Drawer B was a large compartment full of papers and of Hyde’s personal treasures. Among them was a ring that his father had given him, his mother’s last letter, a lock of his son’s hair, her own first letter—the shy, anxious note that she wrote to Mrs. Gordon. She looked sadly at these things, and thought how valueless all had become to him at that hour. Then she began to arrange the papers according to their size, and a small sealed parcel slipped from among them. She lifted it, and saw a rhyme in her husband’s writing on the outside,—
“Oh, my love, my love! This thy gift I hold More than fame or treasure, more than life or gold.”
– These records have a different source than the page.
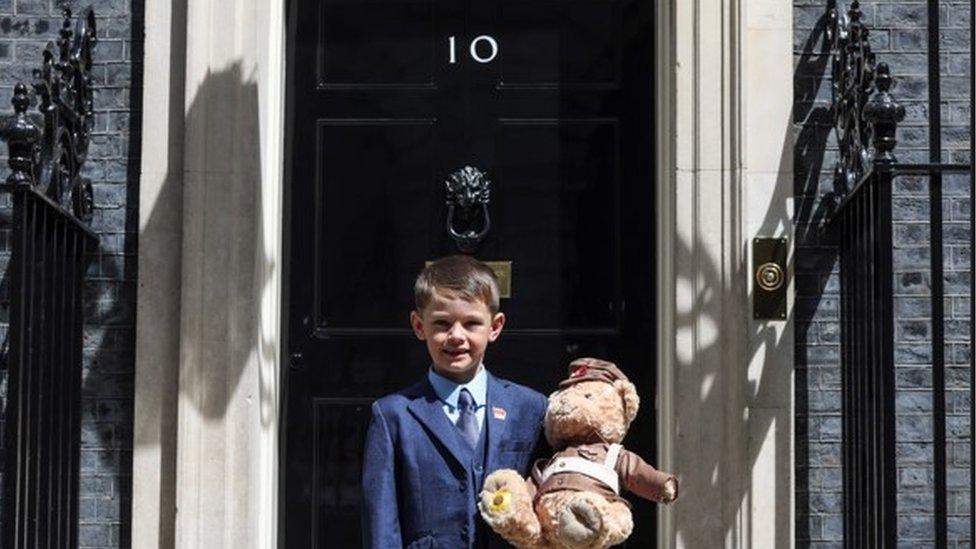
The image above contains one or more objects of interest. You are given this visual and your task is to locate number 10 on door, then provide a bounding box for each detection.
[447,34,498,65]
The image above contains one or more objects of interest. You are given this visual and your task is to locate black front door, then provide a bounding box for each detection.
[281,0,655,547]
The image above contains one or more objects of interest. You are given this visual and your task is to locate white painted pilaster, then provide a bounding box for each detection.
[658,0,793,548]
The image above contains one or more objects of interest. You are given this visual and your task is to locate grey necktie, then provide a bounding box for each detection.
[455,389,481,450]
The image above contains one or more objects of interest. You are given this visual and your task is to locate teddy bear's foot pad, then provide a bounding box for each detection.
[559,499,603,547]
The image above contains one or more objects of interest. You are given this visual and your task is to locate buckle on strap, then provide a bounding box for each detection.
[603,444,623,469]
[542,457,620,496]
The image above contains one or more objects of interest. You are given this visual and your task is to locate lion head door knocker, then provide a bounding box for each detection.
[444,166,491,254]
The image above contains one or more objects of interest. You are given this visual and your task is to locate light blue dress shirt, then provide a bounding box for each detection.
[427,365,488,430]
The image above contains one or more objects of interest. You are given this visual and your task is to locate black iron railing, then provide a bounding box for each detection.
[0,10,98,549]
[829,0,973,548]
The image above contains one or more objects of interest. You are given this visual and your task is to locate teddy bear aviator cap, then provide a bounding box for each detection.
[559,358,629,389]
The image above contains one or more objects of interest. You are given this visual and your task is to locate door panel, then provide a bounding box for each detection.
[281,0,655,547]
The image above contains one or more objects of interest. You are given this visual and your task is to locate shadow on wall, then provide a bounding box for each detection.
[676,6,840,547]
[134,61,278,547]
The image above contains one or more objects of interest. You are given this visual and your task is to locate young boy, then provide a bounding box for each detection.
[362,256,546,549]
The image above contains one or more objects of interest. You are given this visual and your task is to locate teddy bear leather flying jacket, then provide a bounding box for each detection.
[529,442,674,505]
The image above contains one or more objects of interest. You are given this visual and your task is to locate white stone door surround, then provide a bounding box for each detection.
[132,0,794,549]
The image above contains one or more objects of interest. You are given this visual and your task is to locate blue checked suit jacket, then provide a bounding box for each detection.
[362,373,547,549]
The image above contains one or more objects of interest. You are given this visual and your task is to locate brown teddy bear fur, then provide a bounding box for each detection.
[478,359,677,549]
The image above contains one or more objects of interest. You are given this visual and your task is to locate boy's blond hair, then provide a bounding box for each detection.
[413,255,499,314]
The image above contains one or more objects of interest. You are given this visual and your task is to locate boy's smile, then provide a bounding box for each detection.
[410,291,505,383]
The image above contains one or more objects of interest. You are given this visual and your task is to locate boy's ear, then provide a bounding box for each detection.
[410,311,427,341]
[488,313,505,342]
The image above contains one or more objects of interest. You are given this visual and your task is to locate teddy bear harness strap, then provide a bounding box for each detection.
[541,444,621,496]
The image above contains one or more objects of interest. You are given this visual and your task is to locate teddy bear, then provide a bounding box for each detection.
[478,358,678,549]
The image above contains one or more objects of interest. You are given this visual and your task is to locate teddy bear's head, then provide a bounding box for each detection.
[545,358,640,451]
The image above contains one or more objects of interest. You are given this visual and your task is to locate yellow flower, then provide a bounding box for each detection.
[488,488,512,513]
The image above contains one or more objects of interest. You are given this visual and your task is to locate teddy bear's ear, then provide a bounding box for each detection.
[613,379,640,425]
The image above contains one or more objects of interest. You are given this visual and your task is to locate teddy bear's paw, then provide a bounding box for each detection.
[478,469,541,547]
[558,498,603,547]
[478,469,532,524]
[661,477,678,503]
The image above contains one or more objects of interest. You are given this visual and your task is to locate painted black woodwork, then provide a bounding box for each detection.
[281,0,656,547]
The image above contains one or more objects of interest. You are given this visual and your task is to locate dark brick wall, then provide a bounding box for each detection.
[0,0,144,548]
[794,0,972,547]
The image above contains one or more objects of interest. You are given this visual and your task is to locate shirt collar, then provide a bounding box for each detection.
[427,364,488,408]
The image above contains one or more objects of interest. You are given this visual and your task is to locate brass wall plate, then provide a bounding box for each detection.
[484,261,512,298]
[752,238,789,320]
[424,261,512,299]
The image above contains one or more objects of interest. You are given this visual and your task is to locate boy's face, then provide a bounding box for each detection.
[410,291,505,383]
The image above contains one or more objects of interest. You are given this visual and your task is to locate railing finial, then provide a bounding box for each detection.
[0,8,97,221]
[864,63,905,167]
[0,83,42,185]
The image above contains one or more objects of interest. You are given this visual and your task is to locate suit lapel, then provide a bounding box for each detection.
[407,380,469,467]
[485,374,515,473]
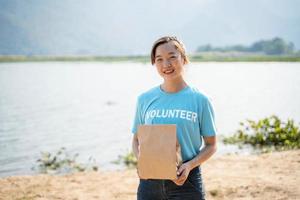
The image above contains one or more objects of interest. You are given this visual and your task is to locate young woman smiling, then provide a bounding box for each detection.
[132,36,217,200]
It had evidently been sealed within a few months, for it was in a kind of bluish-tinted paper which Hyde bought in Lynn one day during the past winter. She turned it over and over in her hand, and the temptation to see the love-token inside became greater every moment. This was a thing her husband had never designed any human eye but his own to see. Whatever revelation there was in it, much or little, would be true. Tortured by doubt and despair, she felt that impulse to rely on chance for a decision which all have experienced in matters of grave moment, apparently beyond natural elucidation.
“If in this parcel there is some love-pledge from Lady Suffolk, then I go not; nothing shall make me go. If in it there is no word of her, no message to her or from her; if her name is not there, nor the letters of her name,—then I will go to my own. A new love, one not a year old, I can put aside. I will forgive every one but my Lady Suffolk.”